Dann kehren sie alle zurück. Die Wände des Schulungszentrums schließen sich wieder. Elvira ist wieder sie selbst. „Whow.“
Sie hat in diesen Minuten erlebt, wie sie sich in ihre Atome auflöste. Sie hat erlebt, wie sie in die Gehirne dieser Menschen hineinfloss, die sie überhaupt nicht kennt. Sie hat erlebt, wie Chénoa Entscheidungen beeinflusst hat. Das ist ja ganz unglaublich.
Später sieht sie die beiden Ramons und Clarissa Thébo an. „Und ihr könnt das auch?“ Sie erntet nur ein bedauerndes Kopfschütteln. „Wir üben, aber im Vergleich zu Chénoa sind wir wie Babys. Wir haben noch einen langen Weg vor uns.“ „Das muss auch so sein“, meint Clarissa Thébo. Solche Kräfte dürfen nicht viele Menschen besitzen. Das ist eine Macht, mit der wir viel Schaden anrichten können. Wir müssen erst lernen, ganz in Demut aufzugehen, bevor wir erlaubt bekommen, über solche Kräfte zu verfügen.“
Da ist es wieder, dieses Wort der Demut. Elvira geht innerlich in die Knie vor diesem Wort. Demut. Das bedeutet, sich ganz bewusst klein zu machen. Es bedeutet Verzicht und Achtung. Es bedeutete Verantwortung und Pflichtbewusstsein um die Macht der Mächte.
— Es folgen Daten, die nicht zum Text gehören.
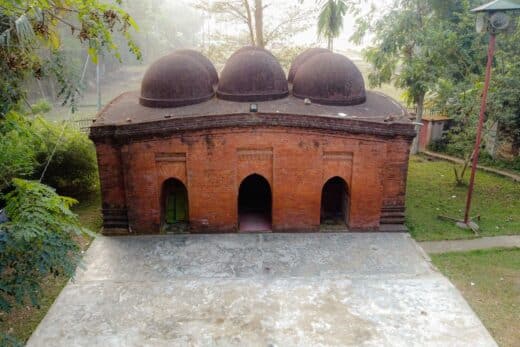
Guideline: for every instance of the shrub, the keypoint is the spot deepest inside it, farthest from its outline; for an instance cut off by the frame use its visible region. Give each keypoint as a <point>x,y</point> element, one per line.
<point>17,155</point>
<point>73,168</point>
<point>37,241</point>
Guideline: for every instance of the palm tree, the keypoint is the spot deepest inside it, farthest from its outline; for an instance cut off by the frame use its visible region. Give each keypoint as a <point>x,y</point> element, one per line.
<point>330,20</point>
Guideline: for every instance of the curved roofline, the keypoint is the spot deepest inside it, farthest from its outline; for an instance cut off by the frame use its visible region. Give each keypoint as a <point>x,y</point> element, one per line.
<point>175,126</point>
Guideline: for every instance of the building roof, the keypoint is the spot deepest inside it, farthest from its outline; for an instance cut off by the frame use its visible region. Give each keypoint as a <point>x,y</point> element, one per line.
<point>302,58</point>
<point>329,79</point>
<point>252,74</point>
<point>498,5</point>
<point>177,94</point>
<point>176,80</point>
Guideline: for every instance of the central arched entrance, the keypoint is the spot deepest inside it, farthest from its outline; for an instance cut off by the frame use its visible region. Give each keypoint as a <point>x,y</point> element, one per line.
<point>254,204</point>
<point>174,202</point>
<point>334,202</point>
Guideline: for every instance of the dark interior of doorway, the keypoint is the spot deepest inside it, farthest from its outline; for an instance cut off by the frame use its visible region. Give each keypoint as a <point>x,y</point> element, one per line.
<point>334,203</point>
<point>254,205</point>
<point>175,207</point>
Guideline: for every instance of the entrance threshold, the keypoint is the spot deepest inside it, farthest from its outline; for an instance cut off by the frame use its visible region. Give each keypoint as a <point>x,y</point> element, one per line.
<point>254,222</point>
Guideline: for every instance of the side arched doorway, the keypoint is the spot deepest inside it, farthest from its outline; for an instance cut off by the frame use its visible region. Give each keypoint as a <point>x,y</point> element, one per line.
<point>174,206</point>
<point>334,202</point>
<point>254,204</point>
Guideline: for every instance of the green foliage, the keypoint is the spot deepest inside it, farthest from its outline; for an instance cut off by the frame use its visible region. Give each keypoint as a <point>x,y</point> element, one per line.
<point>26,145</point>
<point>73,168</point>
<point>9,341</point>
<point>36,242</point>
<point>30,41</point>
<point>330,19</point>
<point>17,153</point>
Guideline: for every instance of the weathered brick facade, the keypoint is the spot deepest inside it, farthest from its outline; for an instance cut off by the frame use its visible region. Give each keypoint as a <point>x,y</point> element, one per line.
<point>213,162</point>
<point>213,146</point>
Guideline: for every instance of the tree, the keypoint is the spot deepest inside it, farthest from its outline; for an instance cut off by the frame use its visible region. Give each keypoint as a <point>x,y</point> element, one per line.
<point>261,30</point>
<point>39,238</point>
<point>30,41</point>
<point>330,20</point>
<point>408,49</point>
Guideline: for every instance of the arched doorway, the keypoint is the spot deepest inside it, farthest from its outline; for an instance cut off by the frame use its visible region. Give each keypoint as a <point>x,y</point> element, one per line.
<point>174,206</point>
<point>254,204</point>
<point>334,202</point>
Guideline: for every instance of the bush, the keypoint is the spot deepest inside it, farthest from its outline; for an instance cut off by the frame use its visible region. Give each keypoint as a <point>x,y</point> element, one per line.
<point>73,168</point>
<point>37,241</point>
<point>17,154</point>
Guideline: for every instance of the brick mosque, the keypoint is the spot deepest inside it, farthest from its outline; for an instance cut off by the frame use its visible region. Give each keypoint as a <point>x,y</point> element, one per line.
<point>251,149</point>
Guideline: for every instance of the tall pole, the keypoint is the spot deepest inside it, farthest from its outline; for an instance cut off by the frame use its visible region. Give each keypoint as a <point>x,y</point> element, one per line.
<point>98,83</point>
<point>491,53</point>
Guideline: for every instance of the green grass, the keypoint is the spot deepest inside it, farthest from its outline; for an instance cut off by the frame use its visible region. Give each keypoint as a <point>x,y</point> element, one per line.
<point>431,191</point>
<point>22,321</point>
<point>490,281</point>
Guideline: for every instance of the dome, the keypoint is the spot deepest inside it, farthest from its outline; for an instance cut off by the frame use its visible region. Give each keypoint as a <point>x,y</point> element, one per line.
<point>330,79</point>
<point>203,60</point>
<point>252,74</point>
<point>175,80</point>
<point>302,58</point>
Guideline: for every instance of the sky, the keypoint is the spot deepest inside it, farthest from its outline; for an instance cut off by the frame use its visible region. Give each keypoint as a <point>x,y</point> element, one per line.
<point>309,37</point>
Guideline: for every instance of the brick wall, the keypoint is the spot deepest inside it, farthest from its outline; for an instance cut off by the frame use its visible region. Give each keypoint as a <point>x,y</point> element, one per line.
<point>295,162</point>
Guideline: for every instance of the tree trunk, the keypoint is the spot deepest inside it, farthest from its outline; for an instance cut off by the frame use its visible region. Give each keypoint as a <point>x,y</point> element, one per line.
<point>418,119</point>
<point>259,23</point>
<point>249,22</point>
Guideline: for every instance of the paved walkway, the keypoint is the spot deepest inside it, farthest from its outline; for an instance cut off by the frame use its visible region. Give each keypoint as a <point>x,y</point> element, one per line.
<point>507,174</point>
<point>509,241</point>
<point>366,289</point>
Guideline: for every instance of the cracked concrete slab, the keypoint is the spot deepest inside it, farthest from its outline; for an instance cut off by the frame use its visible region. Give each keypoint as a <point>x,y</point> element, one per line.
<point>367,289</point>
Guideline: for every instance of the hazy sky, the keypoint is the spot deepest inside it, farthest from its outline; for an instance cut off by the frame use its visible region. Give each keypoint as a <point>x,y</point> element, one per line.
<point>308,37</point>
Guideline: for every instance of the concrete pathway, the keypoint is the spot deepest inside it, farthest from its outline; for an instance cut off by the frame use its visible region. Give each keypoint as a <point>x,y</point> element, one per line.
<point>509,241</point>
<point>366,289</point>
<point>503,173</point>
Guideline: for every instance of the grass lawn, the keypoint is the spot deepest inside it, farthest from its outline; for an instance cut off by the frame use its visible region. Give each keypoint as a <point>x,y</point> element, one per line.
<point>22,321</point>
<point>490,281</point>
<point>431,191</point>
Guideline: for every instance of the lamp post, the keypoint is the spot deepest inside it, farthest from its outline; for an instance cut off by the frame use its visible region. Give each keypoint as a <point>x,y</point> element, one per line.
<point>493,19</point>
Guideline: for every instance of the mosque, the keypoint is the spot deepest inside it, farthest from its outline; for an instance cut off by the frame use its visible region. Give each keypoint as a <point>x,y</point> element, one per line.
<point>251,149</point>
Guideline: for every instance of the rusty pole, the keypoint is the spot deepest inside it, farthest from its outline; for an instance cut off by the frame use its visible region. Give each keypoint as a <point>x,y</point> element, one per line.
<point>491,53</point>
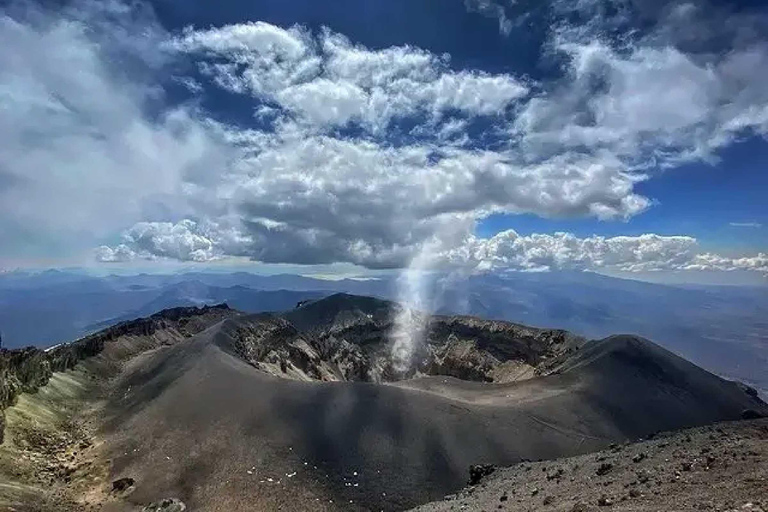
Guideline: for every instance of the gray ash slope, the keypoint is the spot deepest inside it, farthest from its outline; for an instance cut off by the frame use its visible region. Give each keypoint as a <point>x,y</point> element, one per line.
<point>212,421</point>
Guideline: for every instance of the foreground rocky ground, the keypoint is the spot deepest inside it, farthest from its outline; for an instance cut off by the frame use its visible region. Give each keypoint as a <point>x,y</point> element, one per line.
<point>209,410</point>
<point>723,467</point>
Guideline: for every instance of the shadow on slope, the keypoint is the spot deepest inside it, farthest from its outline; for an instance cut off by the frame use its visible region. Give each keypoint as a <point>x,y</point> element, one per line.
<point>196,422</point>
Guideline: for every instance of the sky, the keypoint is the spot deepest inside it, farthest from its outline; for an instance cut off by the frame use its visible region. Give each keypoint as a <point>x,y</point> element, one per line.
<point>624,137</point>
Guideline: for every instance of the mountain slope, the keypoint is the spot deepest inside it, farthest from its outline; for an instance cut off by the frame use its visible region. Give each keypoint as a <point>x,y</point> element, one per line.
<point>198,422</point>
<point>721,467</point>
<point>212,420</point>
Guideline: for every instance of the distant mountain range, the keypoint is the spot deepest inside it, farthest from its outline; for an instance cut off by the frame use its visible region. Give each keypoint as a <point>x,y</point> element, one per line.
<point>722,328</point>
<point>204,408</point>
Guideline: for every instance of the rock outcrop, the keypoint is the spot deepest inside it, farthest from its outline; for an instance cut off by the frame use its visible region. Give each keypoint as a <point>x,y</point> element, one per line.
<point>345,337</point>
<point>28,369</point>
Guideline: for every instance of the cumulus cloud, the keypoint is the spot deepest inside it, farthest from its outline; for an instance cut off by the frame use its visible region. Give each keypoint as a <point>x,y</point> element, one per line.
<point>508,250</point>
<point>505,251</point>
<point>356,154</point>
<point>82,152</point>
<point>491,9</point>
<point>328,81</point>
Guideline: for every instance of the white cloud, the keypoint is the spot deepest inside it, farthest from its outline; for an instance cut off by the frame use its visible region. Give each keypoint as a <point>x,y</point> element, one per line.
<point>327,81</point>
<point>492,9</point>
<point>647,101</point>
<point>91,150</point>
<point>508,250</point>
<point>81,157</point>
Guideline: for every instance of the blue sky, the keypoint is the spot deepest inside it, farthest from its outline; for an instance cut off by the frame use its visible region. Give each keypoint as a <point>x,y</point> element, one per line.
<point>474,135</point>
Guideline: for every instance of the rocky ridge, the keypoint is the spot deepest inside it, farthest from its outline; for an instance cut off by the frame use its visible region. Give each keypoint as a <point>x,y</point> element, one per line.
<point>28,369</point>
<point>722,467</point>
<point>347,338</point>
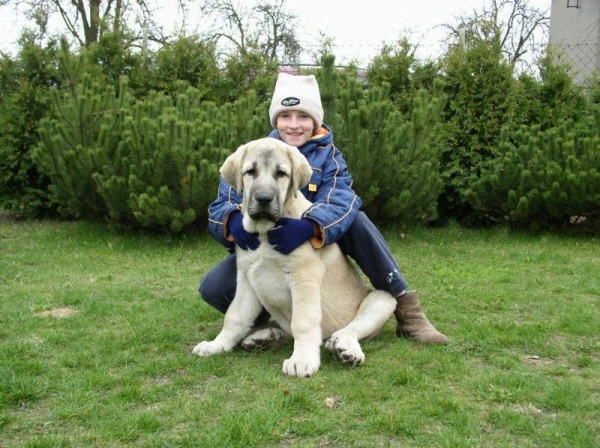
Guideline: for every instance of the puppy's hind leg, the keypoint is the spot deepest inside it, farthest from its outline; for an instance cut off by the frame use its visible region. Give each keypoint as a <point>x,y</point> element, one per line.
<point>372,315</point>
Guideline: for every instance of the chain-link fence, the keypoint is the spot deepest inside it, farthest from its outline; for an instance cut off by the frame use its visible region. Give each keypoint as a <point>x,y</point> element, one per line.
<point>581,52</point>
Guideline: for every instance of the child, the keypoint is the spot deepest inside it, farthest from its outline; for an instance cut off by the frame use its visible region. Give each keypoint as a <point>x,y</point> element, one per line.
<point>296,114</point>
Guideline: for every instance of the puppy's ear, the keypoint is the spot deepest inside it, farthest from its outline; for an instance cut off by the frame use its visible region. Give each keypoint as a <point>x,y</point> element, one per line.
<point>231,170</point>
<point>301,170</point>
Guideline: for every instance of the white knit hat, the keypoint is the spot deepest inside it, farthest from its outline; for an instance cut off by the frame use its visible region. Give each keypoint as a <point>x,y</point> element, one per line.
<point>296,93</point>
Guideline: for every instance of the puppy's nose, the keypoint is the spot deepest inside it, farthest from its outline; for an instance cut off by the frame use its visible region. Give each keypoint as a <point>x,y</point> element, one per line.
<point>264,198</point>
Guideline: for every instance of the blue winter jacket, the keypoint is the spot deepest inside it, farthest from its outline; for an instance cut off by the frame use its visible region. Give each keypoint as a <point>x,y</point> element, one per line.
<point>335,204</point>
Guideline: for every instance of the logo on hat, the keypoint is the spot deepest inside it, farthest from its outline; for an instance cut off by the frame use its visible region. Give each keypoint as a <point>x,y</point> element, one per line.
<point>290,101</point>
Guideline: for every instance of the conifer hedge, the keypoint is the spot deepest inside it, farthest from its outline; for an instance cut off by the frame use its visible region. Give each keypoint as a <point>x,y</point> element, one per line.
<point>544,179</point>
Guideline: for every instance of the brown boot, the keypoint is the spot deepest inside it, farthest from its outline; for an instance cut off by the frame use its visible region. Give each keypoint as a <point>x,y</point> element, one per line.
<point>412,322</point>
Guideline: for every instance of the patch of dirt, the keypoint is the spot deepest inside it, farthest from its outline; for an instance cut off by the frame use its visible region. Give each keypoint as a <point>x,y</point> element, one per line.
<point>58,313</point>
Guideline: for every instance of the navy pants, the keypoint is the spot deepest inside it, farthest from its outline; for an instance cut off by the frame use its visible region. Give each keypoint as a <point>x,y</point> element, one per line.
<point>362,242</point>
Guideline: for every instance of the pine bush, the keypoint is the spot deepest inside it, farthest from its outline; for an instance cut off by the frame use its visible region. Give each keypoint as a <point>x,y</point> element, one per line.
<point>78,142</point>
<point>165,172</point>
<point>394,160</point>
<point>545,179</point>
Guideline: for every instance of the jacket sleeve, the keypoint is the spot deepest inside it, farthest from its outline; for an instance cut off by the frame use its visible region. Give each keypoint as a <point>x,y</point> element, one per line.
<point>228,200</point>
<point>335,204</point>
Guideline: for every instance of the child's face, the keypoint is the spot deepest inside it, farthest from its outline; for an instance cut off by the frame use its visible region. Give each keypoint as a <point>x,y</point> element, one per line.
<point>295,127</point>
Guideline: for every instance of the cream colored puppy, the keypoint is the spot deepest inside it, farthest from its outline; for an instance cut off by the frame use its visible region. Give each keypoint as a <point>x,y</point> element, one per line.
<point>312,294</point>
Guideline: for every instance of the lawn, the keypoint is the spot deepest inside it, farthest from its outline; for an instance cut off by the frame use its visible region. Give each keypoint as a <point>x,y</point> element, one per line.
<point>97,328</point>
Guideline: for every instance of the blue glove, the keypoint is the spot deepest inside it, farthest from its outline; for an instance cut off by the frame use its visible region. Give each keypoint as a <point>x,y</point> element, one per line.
<point>289,233</point>
<point>245,240</point>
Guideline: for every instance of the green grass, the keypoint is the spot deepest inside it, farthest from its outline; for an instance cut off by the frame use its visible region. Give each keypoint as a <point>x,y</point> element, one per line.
<point>522,368</point>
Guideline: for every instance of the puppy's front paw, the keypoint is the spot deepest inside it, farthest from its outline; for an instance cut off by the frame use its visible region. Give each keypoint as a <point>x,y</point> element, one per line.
<point>208,348</point>
<point>263,338</point>
<point>303,368</point>
<point>347,348</point>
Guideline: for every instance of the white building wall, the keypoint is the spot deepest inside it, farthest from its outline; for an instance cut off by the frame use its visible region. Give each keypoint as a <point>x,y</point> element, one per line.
<point>575,34</point>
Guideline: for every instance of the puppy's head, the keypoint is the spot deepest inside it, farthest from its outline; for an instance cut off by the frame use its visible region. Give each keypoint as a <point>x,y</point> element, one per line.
<point>266,172</point>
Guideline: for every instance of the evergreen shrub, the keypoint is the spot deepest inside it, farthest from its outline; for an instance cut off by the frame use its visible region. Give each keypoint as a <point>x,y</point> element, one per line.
<point>79,141</point>
<point>165,171</point>
<point>393,159</point>
<point>544,179</point>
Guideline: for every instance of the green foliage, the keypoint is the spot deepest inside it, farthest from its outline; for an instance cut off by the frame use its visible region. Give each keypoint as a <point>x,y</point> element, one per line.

Jetzt versteht sie endlich, was die Ratten ihr damals im Tunnel gesagt hatten. Es ist eine Kraft, die nur für das Überleben der Gattung Mensch eingesetzt werden darf. Jetzt versteht sie auch den Inhalt der Botschaften besser, obwohl sie über diese politischen, ökonomischen und ökologischen Zusammenhänge so gut wie nichts weiß.
Elvira wird noch viel mehr lernen müssen.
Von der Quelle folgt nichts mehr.